Now let us turn to the Fifth Amendment requiring a grand jury indictment. It does not state one district v another because the Constitution under Article III only created the Supreme Court – NOT the distinct Courts. They are all the creation of Congress by statute, and Congress has no power to shut down the Supreme Court or really to even regulate it. Therefore, the Grand Jury Clause did not consider multiple districts, for there were none at that time. The indictment was to be where the crime was to be charged. Any other interpretation would be a constructive amendment of the Constitution which cannot be done by any prosecutor and not even Congress without the complete Amendment Process of the states.

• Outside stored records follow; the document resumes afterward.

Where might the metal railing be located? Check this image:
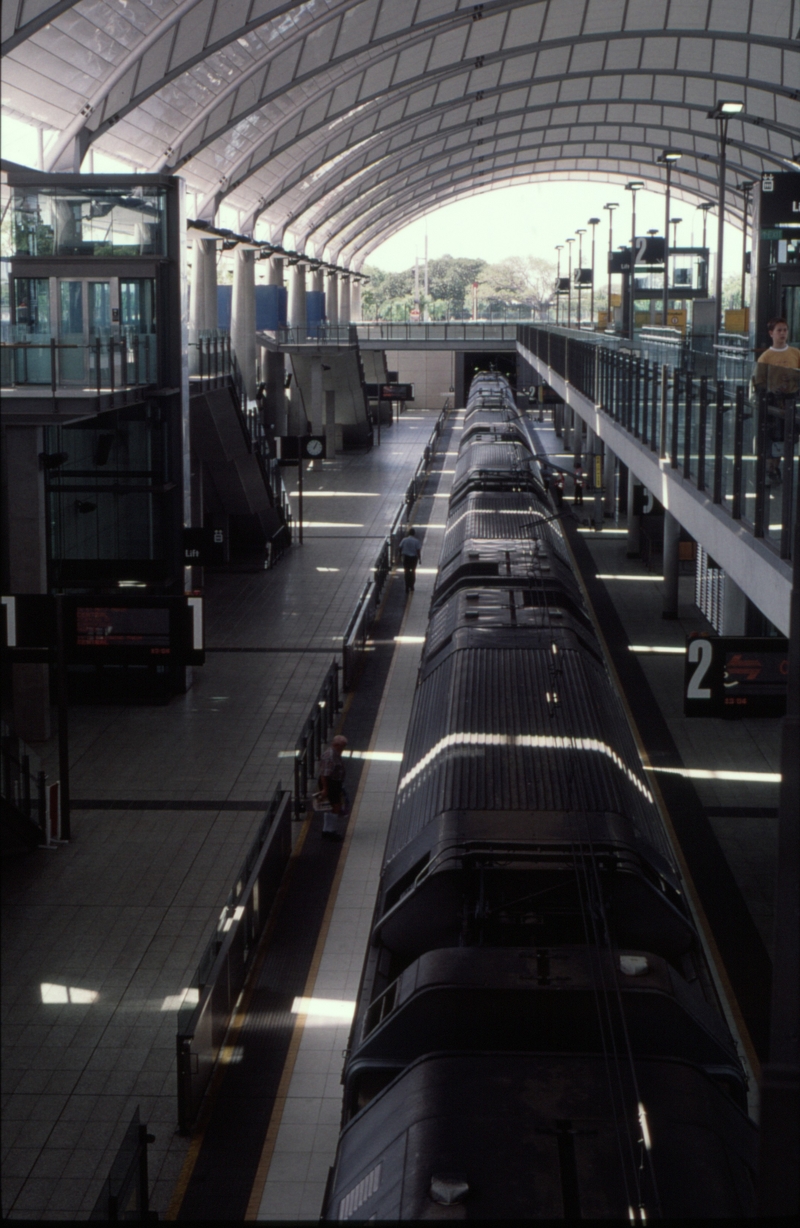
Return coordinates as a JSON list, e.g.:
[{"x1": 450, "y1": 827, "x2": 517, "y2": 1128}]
[
  {"x1": 0, "y1": 329, "x2": 159, "y2": 392},
  {"x1": 354, "y1": 322, "x2": 520, "y2": 344},
  {"x1": 189, "y1": 329, "x2": 291, "y2": 555},
  {"x1": 0, "y1": 722, "x2": 47, "y2": 847},
  {"x1": 176, "y1": 785, "x2": 291, "y2": 1135},
  {"x1": 294, "y1": 659, "x2": 342, "y2": 819},
  {"x1": 342, "y1": 409, "x2": 450, "y2": 690},
  {"x1": 519, "y1": 327, "x2": 800, "y2": 559},
  {"x1": 275, "y1": 324, "x2": 359, "y2": 348},
  {"x1": 88, "y1": 1108, "x2": 159, "y2": 1224}
]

Procedural & Substantive Due Process of Law
No State shall make or enforce any law which shall abridge the privileges or immunities of citizens of the United States; nor shall any State deprive any person of life, liberty, or property, without due process of law; nor deny to any person within its jurisdiction the equal protection of the laws.
That said, Due Process requires that the procedures by which laws are applied must be evenhanded. No individual is to be subjected to the arbitrary exercise of government power, which Smith has clearly done. There is no precedent for his actions. A fundamental threshold issue in Due Process is whether the government conduct being examined as criminal determines whether the procedure is offensive to the concept of fundamental fairness. Smith has abused his power, and if I were on the Supreme Court, I would have to vote for dismissing the indictment with prejudice — meaning that terminates the case because of his abuse of power.
In U.S. v. Carolene Products, 304 U.S. 144 (1938), the Supreme Court indicated that substantive due process would apply to: “rights enumerated in and derived from the first Eight Amendments to the Constitution, the right to participate in the political process, such as the rights of voting, association, and free speech, and the rights of ‘discrete and insular minorities.’” Following Carolene Products, the U.S. Supreme Court has determined that fundamental rights protected by substantive due process are those deeply rooted in U.S. history and tradition, viewed in light of evolving social norms.
If I were Trump’s lawyers, I would file a motion to dismiss based on a Substantive Due Process of Law violation.